Yes I agree with your conclusion. In addition, you will notice that the Yagi cannot operate over wide bandwidths because of the need to retain correct spacing/phasing between elements. In addition, the antenna relies on de-tuning elements to obtain currents in the elements having the desired phase, and these phase shifts change rapidly with frequency. As the antenna cannot operate over wide bandwidths, the base band width is naturally limited.

SleepDeprived said:
My guess is since the carrier frequency is much higher than the baseband data frequency, this won't be an issue in term of demodulate the signal to obtain the baseband data.
That is correct.

For an unmodulated carrier the radiated signal remains a sinewave. That is because the “Fourier shift theorem” takes care of the summation of all the phase shifted diverse paths.

An FM modulated signal can have a very wide bandwidth with a great number of sidebands.
See; https://en.wikipedia.org/wiki/Frequency_modulation#Bessel_functions

A limited bandwidth transmitter output stage, or the antenna tuning, will remove many outer sidebands, which luckily contained only duplicated information. The lost sidebands do not represent a loss of information as the information is still contained in the zero crossings of the band limited signal. Carson's bandwidth rule is used to determine the bandwidth needed to maximise energy transfer.
See; https://en.wikipedia.org/wiki/Carson_bandwidth_rule

davenn and nsaspook
I think there is a general principle that this effect will happen with any antenna that is not of zero size. There will be a difference in the phases of all frequency components of the signal when you look from any random direction at a physically large antenna system. Even for a broadside array of cophased dipoles, the phase difference of the signals from all elements will only be zero in the far field (@∞). Every antenna's bandwidth can be limited by this effect amongst several others. At least, with a Yagi, the re radiated signals from the forward parasitics are almost in phase with the net signal that's traveling in the main beam direction. (which is what makes it directive in the first place.)
For a large antenna, this dispersive effect can be very relevant and for multipath propagation, in which the local gasworks behaves as part of the antenna, the frequency response of the received signals can be seriously bad - and that's for delays less than those needed to form ghost images. (Only familiar to those of us who have watched significant analogue TV )

## 1. What is a Yagi antenna?

A Yagi antenna is a type of directional antenna commonly used in radio communication and broadcasting. It is a highly efficient antenna that consists of a driven element (a dipole) and several parasitic elements (usually metal rods) arranged in a specific pattern to create a directional beam of radio waves.

## 2. How does a Yagi antenna radiate with respect to the original signal?

The Yagi antenna radiates by producing a stronger signal in a specific direction, while minimizing radiation in other directions. This is achieved by the parasitic elements interacting with the electromagnetic field generated by the driven element. The result is a higher gain (signal strength) in one direction and a lower gain in other directions.

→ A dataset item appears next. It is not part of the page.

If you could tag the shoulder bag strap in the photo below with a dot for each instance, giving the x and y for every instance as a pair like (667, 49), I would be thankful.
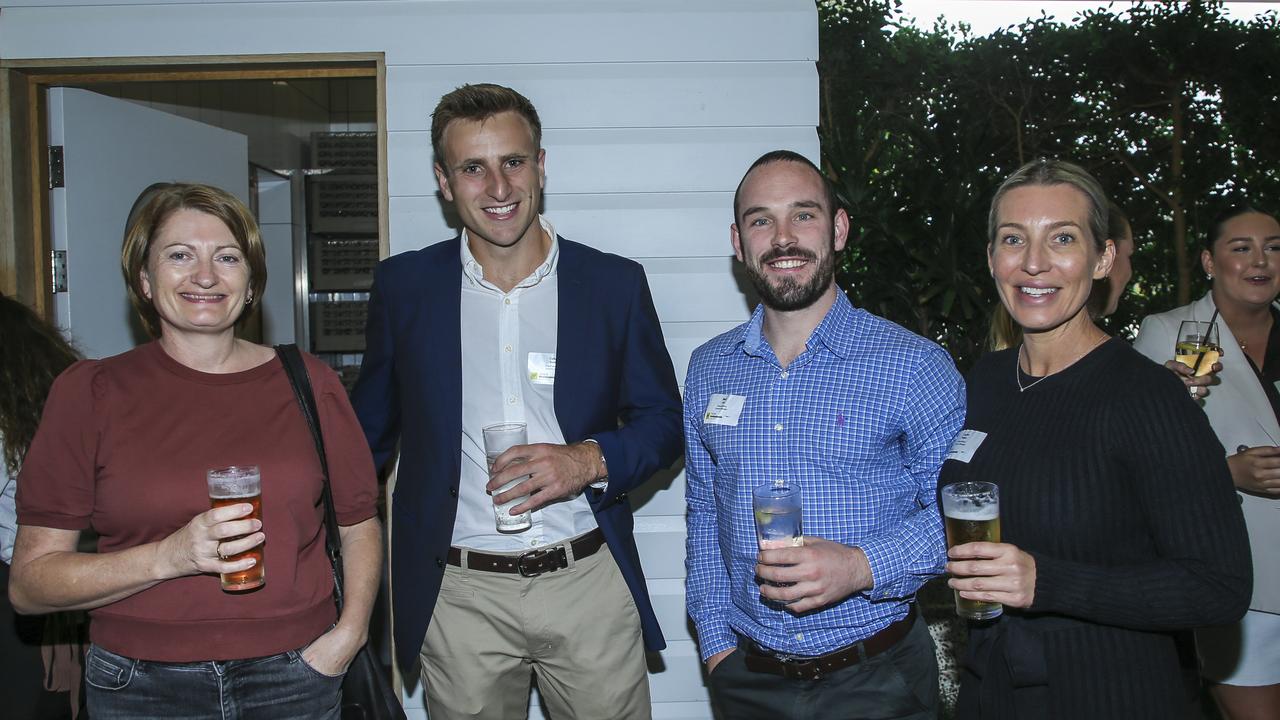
(301, 382)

## 3. What are the advantages of using a Yagi antenna?

One of the main advantages of a Yagi antenna is its high gain and directionality, which allows for long-distance communication. It also has a narrow bandwidth, which reduces interference from other signals. Additionally, Yagi antennas are relatively easy to construct and can be made with inexpensive materials.

## 4. Are there any limitations to using a Yagi antenna?

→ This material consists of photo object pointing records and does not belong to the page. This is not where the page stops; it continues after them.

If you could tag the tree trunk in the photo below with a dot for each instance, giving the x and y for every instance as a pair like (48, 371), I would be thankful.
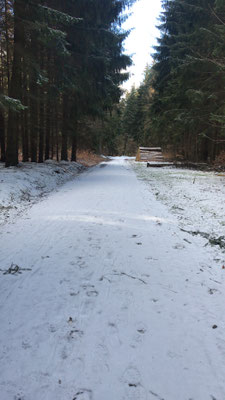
(2, 136)
(15, 88)
(74, 146)
(64, 149)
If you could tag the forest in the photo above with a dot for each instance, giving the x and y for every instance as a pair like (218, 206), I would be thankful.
(62, 65)
(180, 103)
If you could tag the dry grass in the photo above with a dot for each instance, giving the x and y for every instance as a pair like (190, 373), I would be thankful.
(89, 159)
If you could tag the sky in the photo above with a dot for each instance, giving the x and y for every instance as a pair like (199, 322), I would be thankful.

While Yagi antennas have many advantages, they also have some limitations. They are highly directional, which means they must be pointed towards the desired signal source for optimal performance. They also have a narrow bandwidth, which makes them less suitable for wide frequency ranges or changing signal sources.

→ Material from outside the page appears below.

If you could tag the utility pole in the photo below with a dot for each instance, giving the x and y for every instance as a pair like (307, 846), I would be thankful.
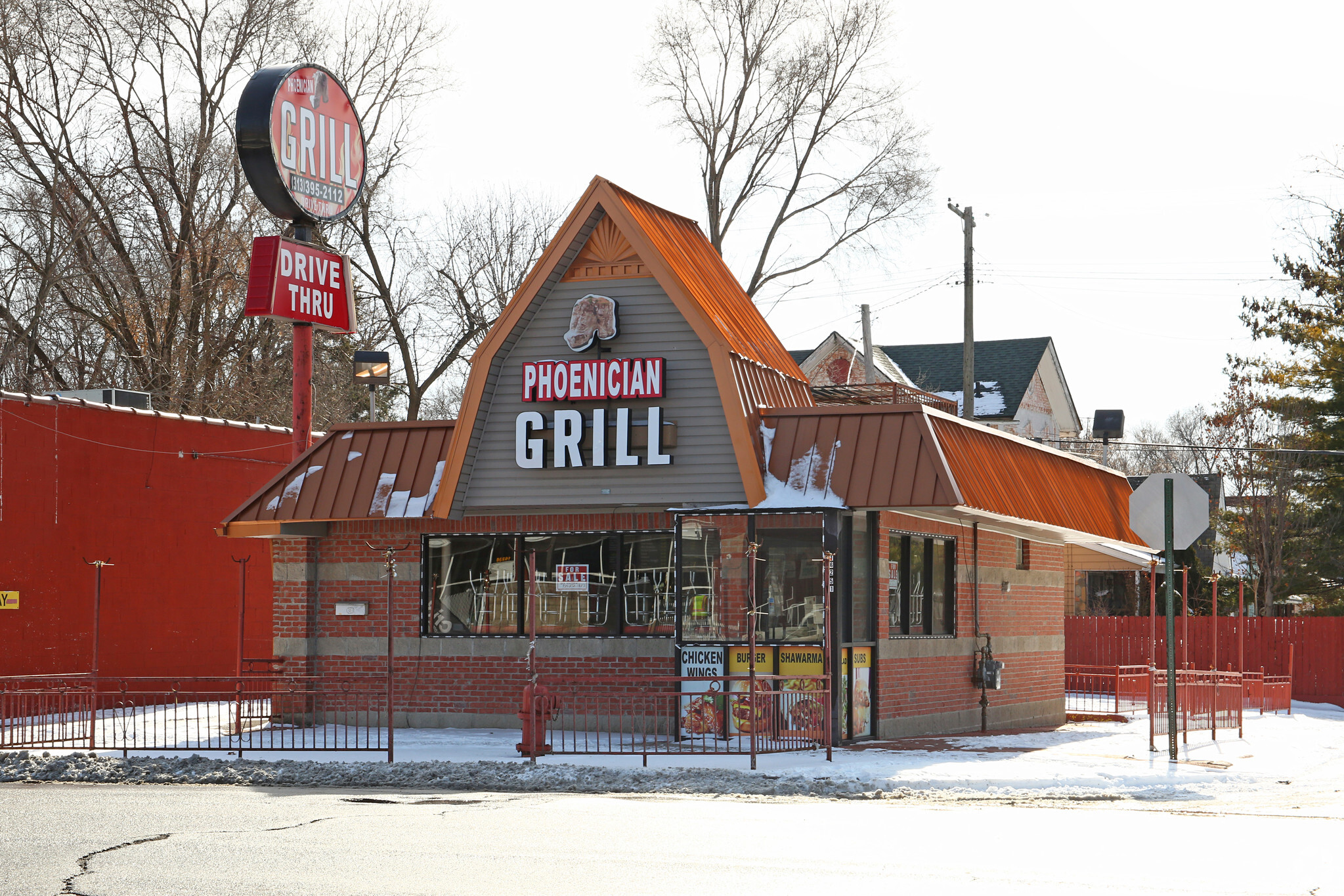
(968, 351)
(870, 367)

## 5. What factors should be considered when choosing a Yagi antenna?

When choosing a Yagi antenna, it is important to consider the frequency range you need, the gain and directionality required, and the physical size and construction of the antenna. Other factors to consider include the environment in which the antenna will be used, such as potential obstructions or interference, and the cost and availability of the antenna.